Nehmen wir einmal an, dass die Qualität nicht sinken wird. Wie sieht die Schule der Zukunft in Ihren Augen aus?
Wenn wir zwanzig Jahre vorausschauen, nicht viel anders als heute. Es wird aber immer mehr digitalisierte Hilfsmittel geben, zum Beispiel in Form von Lerngames und Tutorials. Ich glaube aber beispielsweise nicht, dass analoge Tätigkeiten, wie von Hand zu schreiben, völlig verschwinden werden – denn was man mit der Hand aufschreibt, wird im Gehirn besser gespeichert.

Wie sieht Ihre persönliche Zukunft aus – in Interviews haben Sie damit kokettiert, Ihr Markenzeichen, den Schnauz, abzuschneiden?

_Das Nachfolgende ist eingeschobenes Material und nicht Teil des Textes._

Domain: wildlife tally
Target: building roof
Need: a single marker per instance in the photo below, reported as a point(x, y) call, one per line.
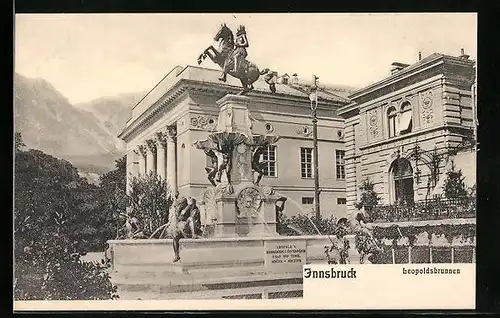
point(408, 69)
point(180, 77)
point(210, 76)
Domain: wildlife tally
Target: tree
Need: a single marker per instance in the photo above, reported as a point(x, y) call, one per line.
point(369, 198)
point(18, 141)
point(150, 199)
point(113, 200)
point(454, 186)
point(52, 208)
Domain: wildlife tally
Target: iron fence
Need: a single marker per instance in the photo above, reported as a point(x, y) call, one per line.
point(432, 209)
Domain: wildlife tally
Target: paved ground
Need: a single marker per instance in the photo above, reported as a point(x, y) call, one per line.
point(93, 257)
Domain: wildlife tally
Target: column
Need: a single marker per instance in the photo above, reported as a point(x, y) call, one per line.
point(160, 155)
point(151, 156)
point(171, 159)
point(132, 168)
point(141, 151)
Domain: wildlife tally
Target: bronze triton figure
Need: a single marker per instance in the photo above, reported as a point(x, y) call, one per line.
point(232, 57)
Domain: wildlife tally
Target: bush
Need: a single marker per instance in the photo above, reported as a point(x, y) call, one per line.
point(369, 198)
point(454, 186)
point(55, 218)
point(302, 224)
point(150, 199)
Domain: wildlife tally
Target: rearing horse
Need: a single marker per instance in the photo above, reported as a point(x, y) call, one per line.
point(248, 73)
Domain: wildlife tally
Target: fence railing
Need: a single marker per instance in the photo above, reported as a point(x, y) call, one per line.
point(428, 255)
point(432, 209)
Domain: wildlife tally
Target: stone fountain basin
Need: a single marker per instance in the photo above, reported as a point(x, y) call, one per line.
point(209, 268)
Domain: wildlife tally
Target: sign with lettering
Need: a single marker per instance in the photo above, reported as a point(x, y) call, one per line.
point(285, 255)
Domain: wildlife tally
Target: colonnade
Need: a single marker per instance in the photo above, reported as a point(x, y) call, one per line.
point(158, 155)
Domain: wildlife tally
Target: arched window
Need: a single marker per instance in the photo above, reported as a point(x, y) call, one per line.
point(405, 122)
point(402, 181)
point(391, 121)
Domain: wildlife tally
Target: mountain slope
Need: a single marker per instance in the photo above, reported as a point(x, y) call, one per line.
point(49, 122)
point(112, 112)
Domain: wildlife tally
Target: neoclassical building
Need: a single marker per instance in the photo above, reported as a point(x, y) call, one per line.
point(399, 131)
point(182, 109)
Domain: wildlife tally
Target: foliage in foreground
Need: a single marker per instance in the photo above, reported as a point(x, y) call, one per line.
point(150, 199)
point(56, 215)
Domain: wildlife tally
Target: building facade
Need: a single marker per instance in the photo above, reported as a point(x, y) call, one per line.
point(399, 131)
point(182, 109)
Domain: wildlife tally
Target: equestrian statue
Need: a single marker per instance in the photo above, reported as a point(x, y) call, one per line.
point(232, 58)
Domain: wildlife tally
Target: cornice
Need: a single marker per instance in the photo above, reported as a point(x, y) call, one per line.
point(430, 62)
point(163, 103)
point(186, 86)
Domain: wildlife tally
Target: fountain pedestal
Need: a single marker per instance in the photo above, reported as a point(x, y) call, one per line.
point(243, 209)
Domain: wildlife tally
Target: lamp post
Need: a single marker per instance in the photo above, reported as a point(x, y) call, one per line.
point(313, 97)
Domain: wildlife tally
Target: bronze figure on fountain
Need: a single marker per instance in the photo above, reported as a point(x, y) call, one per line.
point(257, 164)
point(232, 58)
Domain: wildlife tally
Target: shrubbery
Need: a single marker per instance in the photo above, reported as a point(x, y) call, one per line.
point(57, 220)
point(302, 224)
point(150, 199)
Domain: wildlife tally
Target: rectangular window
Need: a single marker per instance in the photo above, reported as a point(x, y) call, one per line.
point(209, 162)
point(268, 159)
point(306, 162)
point(307, 200)
point(392, 126)
point(340, 164)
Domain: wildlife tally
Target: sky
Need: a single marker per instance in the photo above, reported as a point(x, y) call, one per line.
point(87, 56)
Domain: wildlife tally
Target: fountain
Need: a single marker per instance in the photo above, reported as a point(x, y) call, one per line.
point(243, 208)
point(243, 256)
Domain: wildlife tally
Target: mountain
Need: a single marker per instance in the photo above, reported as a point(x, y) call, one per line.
point(112, 112)
point(84, 137)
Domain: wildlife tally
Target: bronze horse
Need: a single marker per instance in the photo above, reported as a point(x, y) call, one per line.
point(247, 72)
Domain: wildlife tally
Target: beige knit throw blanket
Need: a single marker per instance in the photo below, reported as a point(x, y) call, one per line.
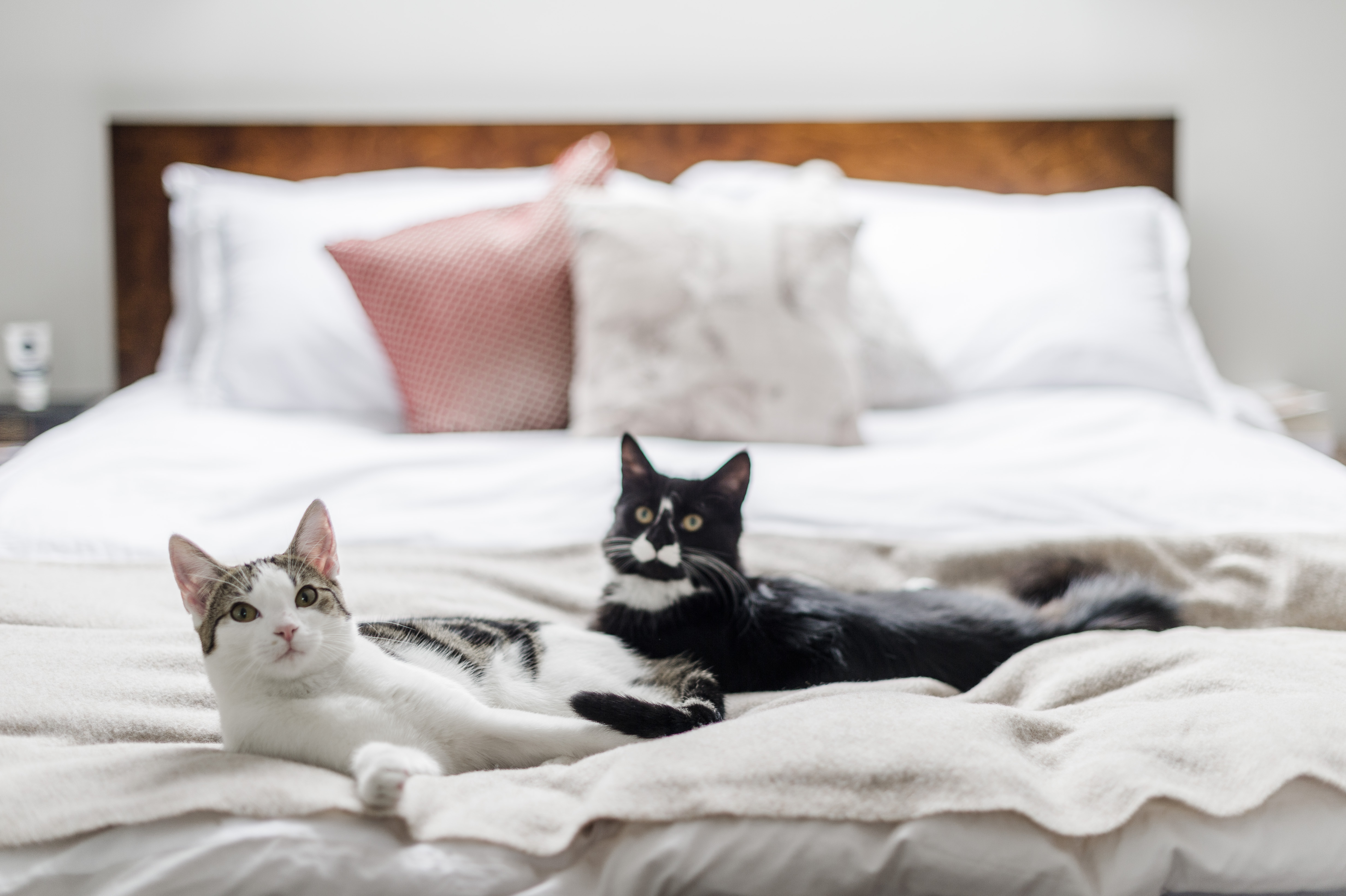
point(107, 718)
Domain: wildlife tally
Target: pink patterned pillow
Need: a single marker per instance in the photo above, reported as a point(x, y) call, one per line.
point(476, 311)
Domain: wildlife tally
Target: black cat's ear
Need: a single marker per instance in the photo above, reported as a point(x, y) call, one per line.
point(731, 479)
point(634, 465)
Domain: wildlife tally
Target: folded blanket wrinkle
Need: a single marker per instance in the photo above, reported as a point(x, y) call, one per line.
point(108, 718)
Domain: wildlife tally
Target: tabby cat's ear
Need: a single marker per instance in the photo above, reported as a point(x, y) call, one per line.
point(731, 479)
point(315, 541)
point(196, 571)
point(634, 466)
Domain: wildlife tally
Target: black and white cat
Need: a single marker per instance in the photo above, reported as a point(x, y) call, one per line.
point(680, 590)
point(297, 679)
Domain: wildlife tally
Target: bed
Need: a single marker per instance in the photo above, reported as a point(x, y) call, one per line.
point(1236, 783)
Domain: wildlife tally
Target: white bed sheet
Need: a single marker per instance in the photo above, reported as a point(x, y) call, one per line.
point(114, 484)
point(1290, 844)
point(118, 481)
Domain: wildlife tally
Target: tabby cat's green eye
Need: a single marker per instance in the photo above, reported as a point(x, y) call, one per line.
point(243, 613)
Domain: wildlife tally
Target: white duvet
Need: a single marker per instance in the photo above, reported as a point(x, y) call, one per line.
point(112, 485)
point(119, 479)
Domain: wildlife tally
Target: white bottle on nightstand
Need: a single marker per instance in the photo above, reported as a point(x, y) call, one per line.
point(28, 348)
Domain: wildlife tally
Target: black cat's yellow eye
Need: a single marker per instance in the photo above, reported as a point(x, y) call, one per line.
point(243, 613)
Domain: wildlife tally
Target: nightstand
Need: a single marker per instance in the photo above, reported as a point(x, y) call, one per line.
point(18, 427)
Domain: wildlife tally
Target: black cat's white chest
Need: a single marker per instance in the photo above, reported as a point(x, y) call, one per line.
point(651, 595)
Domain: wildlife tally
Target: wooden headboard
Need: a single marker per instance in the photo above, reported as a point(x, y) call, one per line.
point(1003, 157)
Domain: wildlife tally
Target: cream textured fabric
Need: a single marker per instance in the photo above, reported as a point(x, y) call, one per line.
point(107, 716)
point(715, 321)
point(476, 311)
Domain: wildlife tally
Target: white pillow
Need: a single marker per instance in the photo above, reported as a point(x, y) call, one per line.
point(715, 321)
point(263, 317)
point(1021, 291)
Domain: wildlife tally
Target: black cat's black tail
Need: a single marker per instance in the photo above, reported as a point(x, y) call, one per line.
point(1110, 602)
point(643, 718)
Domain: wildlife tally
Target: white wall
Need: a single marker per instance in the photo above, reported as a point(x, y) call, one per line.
point(1259, 89)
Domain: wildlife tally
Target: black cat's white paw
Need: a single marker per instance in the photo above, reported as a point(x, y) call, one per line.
point(382, 773)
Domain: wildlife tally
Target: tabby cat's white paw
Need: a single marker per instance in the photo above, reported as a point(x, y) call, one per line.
point(382, 771)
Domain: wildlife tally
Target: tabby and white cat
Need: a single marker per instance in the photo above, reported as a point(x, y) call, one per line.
point(297, 679)
point(682, 591)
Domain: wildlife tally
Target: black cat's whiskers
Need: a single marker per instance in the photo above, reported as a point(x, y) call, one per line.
point(618, 552)
point(711, 572)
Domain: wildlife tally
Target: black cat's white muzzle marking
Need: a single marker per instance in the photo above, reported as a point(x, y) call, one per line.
point(645, 552)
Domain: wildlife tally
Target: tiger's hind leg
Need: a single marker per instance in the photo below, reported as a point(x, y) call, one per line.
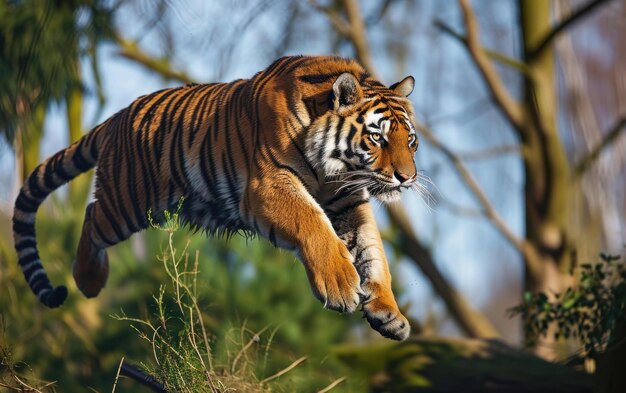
point(91, 266)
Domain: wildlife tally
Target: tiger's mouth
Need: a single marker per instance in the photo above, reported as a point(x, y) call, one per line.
point(386, 192)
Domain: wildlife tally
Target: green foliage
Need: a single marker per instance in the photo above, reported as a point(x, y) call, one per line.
point(243, 286)
point(41, 45)
point(588, 312)
point(458, 365)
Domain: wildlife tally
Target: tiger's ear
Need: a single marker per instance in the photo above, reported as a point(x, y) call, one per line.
point(404, 87)
point(346, 91)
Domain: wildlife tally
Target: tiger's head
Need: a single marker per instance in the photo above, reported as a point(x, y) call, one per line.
point(368, 136)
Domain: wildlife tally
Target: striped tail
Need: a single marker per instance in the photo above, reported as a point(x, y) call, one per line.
point(47, 177)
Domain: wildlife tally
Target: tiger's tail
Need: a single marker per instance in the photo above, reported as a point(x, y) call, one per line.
point(57, 170)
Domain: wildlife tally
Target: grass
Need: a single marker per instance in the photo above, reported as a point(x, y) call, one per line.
point(182, 355)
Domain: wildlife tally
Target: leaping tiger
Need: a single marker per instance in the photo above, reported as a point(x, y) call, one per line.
point(292, 154)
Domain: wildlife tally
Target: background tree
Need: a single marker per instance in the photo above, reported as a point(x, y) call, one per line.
point(523, 150)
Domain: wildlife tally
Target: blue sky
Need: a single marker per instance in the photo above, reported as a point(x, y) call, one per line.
point(470, 253)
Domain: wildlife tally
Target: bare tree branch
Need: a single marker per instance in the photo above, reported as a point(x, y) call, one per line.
point(471, 321)
point(511, 108)
point(593, 155)
point(353, 29)
point(564, 24)
point(525, 248)
point(335, 19)
point(359, 35)
point(495, 55)
point(488, 153)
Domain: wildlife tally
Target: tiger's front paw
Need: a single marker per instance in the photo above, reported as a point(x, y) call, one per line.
point(384, 317)
point(336, 283)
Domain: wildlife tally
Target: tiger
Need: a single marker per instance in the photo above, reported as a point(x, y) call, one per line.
point(292, 155)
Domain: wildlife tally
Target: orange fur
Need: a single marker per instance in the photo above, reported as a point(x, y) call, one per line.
point(255, 155)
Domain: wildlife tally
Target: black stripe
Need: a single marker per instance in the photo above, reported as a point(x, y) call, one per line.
point(48, 174)
point(198, 115)
point(318, 78)
point(117, 200)
point(29, 272)
point(33, 186)
point(142, 147)
point(23, 228)
point(336, 214)
point(125, 150)
point(322, 150)
point(42, 282)
point(272, 236)
point(286, 167)
point(344, 193)
point(350, 150)
point(24, 204)
point(26, 259)
point(25, 244)
point(338, 130)
point(236, 102)
point(110, 217)
point(101, 235)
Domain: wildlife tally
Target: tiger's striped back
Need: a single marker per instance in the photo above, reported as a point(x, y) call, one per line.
point(286, 154)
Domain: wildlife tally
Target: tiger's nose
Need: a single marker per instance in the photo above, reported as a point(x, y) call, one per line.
point(402, 177)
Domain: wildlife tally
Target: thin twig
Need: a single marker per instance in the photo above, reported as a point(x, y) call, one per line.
point(473, 185)
point(511, 108)
point(117, 375)
point(332, 385)
point(493, 54)
point(255, 338)
point(607, 140)
point(488, 153)
point(523, 246)
point(285, 370)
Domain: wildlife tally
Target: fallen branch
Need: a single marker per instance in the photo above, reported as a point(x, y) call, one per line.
point(135, 373)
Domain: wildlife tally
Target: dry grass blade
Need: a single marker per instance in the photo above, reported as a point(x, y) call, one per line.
point(285, 370)
point(117, 375)
point(332, 385)
point(255, 338)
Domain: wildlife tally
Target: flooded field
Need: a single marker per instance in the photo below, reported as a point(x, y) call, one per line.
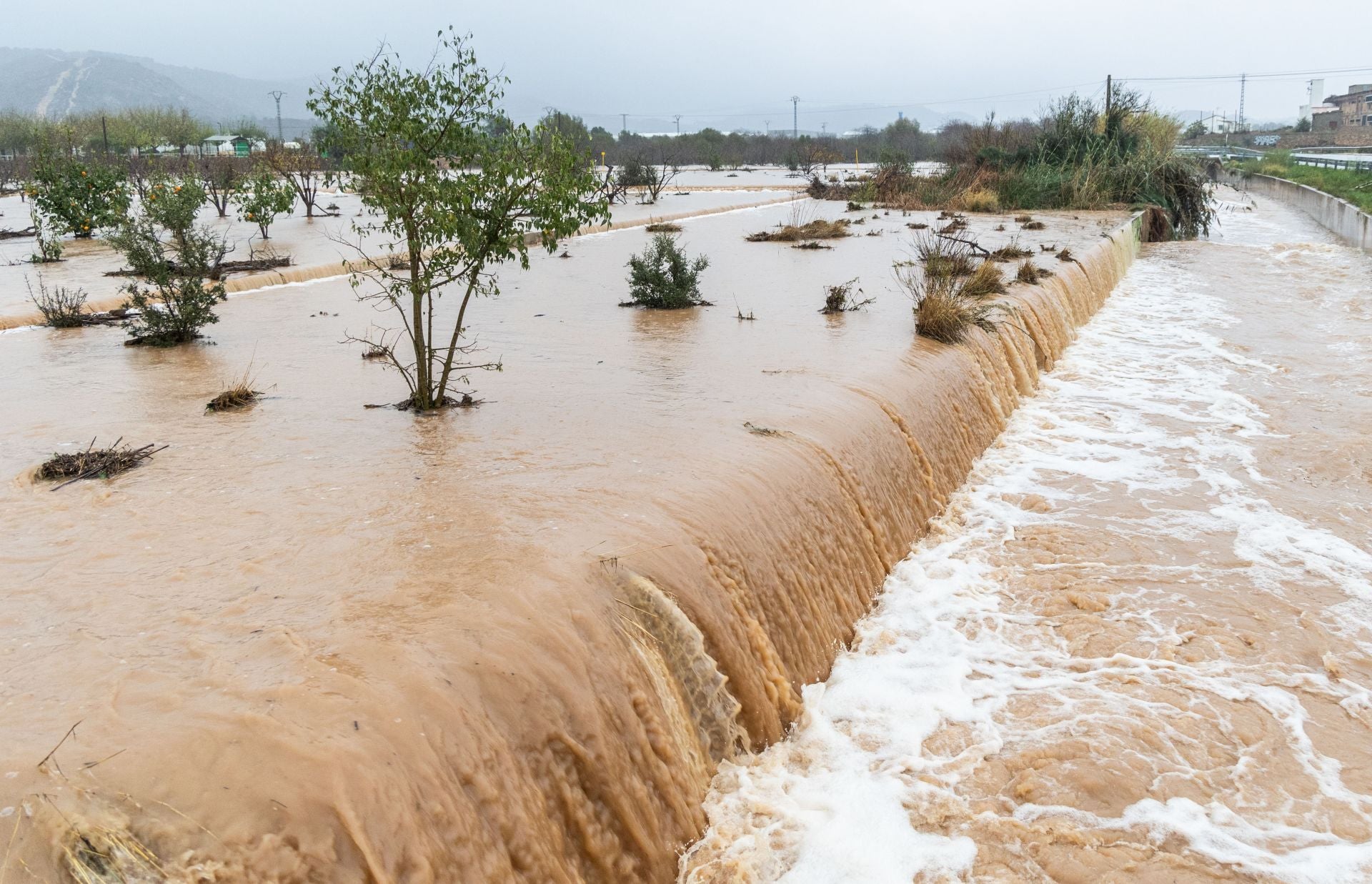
point(1138, 642)
point(316, 246)
point(313, 640)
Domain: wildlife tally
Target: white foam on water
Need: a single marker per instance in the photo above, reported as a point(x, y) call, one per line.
point(1142, 411)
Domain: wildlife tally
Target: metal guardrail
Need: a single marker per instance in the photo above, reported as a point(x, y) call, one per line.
point(1356, 162)
point(1218, 152)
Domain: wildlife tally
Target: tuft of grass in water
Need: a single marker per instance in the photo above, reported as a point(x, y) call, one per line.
point(1010, 252)
point(239, 394)
point(1030, 272)
point(944, 311)
point(984, 282)
point(793, 234)
point(61, 307)
point(943, 257)
point(104, 855)
point(981, 199)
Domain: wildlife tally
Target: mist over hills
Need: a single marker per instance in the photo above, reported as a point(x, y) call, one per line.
point(52, 83)
point(55, 83)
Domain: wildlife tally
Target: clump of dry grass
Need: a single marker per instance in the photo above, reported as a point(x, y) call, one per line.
point(980, 199)
point(239, 394)
point(984, 282)
point(103, 855)
point(1010, 252)
point(793, 234)
point(842, 298)
point(944, 311)
point(1030, 274)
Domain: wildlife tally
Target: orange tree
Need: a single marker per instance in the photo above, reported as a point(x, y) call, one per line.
point(76, 197)
point(453, 195)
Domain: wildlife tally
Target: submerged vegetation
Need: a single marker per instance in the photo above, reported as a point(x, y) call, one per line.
point(947, 308)
point(1079, 156)
point(844, 298)
point(176, 265)
point(815, 229)
point(398, 132)
point(663, 277)
point(95, 463)
point(61, 307)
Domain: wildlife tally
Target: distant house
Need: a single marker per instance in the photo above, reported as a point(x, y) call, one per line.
point(1355, 107)
point(227, 146)
point(1326, 117)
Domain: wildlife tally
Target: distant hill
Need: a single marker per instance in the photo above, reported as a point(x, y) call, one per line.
point(54, 83)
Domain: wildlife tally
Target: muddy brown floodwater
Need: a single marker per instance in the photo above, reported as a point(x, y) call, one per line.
point(316, 246)
point(1138, 644)
point(316, 641)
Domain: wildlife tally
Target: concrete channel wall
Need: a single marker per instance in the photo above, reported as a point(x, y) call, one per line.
point(1338, 216)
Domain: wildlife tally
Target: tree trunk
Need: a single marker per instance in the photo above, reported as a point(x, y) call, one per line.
point(423, 383)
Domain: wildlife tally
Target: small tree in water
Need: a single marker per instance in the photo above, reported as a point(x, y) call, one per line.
point(262, 197)
point(398, 134)
point(663, 277)
point(177, 262)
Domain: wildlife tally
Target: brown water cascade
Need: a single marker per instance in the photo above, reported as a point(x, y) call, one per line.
point(312, 641)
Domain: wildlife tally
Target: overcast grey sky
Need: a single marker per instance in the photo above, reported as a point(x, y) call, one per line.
point(718, 58)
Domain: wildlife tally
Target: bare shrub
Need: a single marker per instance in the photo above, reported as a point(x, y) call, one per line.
point(61, 307)
point(980, 199)
point(842, 298)
point(945, 311)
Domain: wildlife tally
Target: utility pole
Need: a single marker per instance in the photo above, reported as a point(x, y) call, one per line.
point(1243, 88)
point(277, 94)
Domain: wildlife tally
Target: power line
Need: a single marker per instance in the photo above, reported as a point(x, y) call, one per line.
point(277, 94)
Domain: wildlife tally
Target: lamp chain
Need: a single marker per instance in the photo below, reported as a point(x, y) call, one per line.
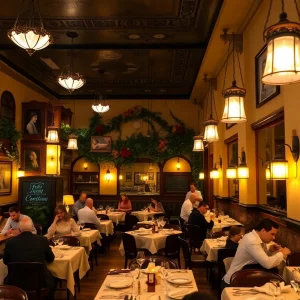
point(268, 17)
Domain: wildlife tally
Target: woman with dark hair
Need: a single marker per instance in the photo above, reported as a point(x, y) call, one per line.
point(124, 204)
point(62, 224)
point(235, 234)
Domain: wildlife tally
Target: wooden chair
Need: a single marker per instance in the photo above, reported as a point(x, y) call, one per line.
point(252, 277)
point(12, 292)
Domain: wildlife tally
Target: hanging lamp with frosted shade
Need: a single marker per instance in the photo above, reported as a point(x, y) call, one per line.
point(234, 110)
point(68, 79)
point(283, 50)
point(30, 35)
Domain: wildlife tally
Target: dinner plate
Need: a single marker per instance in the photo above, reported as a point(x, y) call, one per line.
point(179, 279)
point(119, 283)
point(179, 293)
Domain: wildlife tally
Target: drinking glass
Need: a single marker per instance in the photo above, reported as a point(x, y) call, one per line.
point(275, 288)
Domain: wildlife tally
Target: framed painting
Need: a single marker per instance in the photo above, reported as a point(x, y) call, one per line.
point(5, 177)
point(100, 144)
point(128, 176)
point(264, 92)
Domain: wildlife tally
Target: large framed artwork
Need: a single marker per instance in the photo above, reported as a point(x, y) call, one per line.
point(100, 144)
point(5, 177)
point(264, 92)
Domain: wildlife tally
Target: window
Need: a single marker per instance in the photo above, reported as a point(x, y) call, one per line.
point(7, 107)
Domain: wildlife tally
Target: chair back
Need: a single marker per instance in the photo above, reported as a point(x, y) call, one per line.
point(102, 216)
point(70, 241)
point(222, 254)
point(39, 229)
point(129, 245)
point(172, 226)
point(90, 225)
point(293, 259)
point(137, 226)
point(186, 252)
point(157, 260)
point(130, 221)
point(251, 278)
point(12, 292)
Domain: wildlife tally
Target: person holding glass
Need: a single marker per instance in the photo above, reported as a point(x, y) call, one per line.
point(62, 224)
point(124, 204)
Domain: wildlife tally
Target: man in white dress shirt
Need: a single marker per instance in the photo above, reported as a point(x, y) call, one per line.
point(253, 250)
point(187, 206)
point(194, 191)
point(87, 215)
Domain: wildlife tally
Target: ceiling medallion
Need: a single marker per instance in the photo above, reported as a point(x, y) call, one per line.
point(69, 80)
point(29, 36)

Tatsächlich ist mein Schnauz zu einer Erkennungsmarke geworden, das war mir gar nicht so bewusst. Ich weiss nicht, ob er bleibt. Sicher ist, dass ich nicht mehr in den Medien auftreten werde. Ab August wird meine Nachfolgerin Dagmar Rösler oberste Lehrerin der Schweiz sein. Dann kommt bei mir mehr zum Zug, was in den letzten Jahren etwas zu kurz kam, meine vier K: Konzerte, Kochen, Kunst und Körperwellness. Einst war ich Bandleader und habe Saxofon gespielt. Nun werde ich Didgeridoo lernen.